On Thu, May 16, 2019 at 3:51 PM Pablo Galindo Salgado <pablogsal@gmail.com> wrote:

[Nathaniel Smith]

>Will the folks using forks be happy to switch to the stdlib version?
>For example I can imagine that if black wants to process 3.7 input
>code while running on 3.6, it might prefer a parser on PyPI even if
>he stdlib version were public, since the PyPI version can be updated
>independently of the host Python.

The tool can parse arbitrary grammars, the one that is packed into is just one of them.

I think it would be useful, among other things because the standard library
lacks currently a proper CST solution. The ast module is heavily leveraged for
things like formatters,

Actually, I think the `ast` module doesn't work very well for formatters, because it loses comments. (Retaining comments and all details of whitespace is the specific use case for which I created pgen2.)

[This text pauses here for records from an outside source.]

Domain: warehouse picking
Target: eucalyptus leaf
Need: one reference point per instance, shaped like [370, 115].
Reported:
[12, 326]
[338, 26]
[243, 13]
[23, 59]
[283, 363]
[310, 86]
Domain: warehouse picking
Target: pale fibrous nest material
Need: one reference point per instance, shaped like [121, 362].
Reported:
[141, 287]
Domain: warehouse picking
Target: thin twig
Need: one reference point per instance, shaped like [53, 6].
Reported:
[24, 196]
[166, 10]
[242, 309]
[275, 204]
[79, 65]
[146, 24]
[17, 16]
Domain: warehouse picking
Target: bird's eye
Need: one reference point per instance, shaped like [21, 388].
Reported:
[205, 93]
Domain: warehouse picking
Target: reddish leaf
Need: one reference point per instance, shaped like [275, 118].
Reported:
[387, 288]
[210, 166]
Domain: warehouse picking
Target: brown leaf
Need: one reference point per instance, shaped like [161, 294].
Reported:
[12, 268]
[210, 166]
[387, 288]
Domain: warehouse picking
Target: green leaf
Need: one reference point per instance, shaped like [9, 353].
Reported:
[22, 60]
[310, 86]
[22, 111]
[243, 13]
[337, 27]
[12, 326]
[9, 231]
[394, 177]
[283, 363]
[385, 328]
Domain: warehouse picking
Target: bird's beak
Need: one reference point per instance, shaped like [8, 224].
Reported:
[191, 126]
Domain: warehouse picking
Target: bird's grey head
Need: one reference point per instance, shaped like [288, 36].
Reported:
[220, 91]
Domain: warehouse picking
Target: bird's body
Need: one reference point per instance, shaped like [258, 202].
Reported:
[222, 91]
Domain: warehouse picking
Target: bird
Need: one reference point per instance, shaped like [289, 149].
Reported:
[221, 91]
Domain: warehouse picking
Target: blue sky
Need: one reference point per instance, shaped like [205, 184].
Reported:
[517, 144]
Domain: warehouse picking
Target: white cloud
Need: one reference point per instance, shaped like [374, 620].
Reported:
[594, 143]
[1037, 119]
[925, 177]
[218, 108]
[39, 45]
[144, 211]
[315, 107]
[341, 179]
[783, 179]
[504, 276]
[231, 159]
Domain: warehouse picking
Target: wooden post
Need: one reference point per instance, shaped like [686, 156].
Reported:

static code analyzers...etc but CST can be very useful as
Łukasz describes here:

https://bugs.python.org/issue33337

I think is missing an important gap in the stdlib and the closest thing we have
(the current parser module) is not useful for any of that. Also, the core to generating
the hypothetical new package (with some new API over it may be) is already undocumented
as an implementation detail of lib2to3 (and some people are already using it directly).

I wonder if lib2to3 is actually something that would benefit from moving out of the stdlib. (Wasn't it on Amber's list?) As Łukasz points out in that issue, it is outdated. Maybe if it was out of the stdlib it would attract more contributors. Then again, I have recently started exploring the idea of a PEG parser for Python. Maybe a revamped version of the core of lib2to3 based on PEG instead of pgen would be interesting to some folks.

I do agree that the two versions of tokenize.py should be unified (and the result kept in the stdlib). However there are some issues here, because tokenize.py is closely tied to the names and numbers of the tokens, and the latter information is currently generated based on the contents of the Grammar file. This may get in the way of using it to tokenize old Python versions.

--Guido van Rossum (python.org/~guido)

Pronouns: he/him/his (why is my pronoun here?)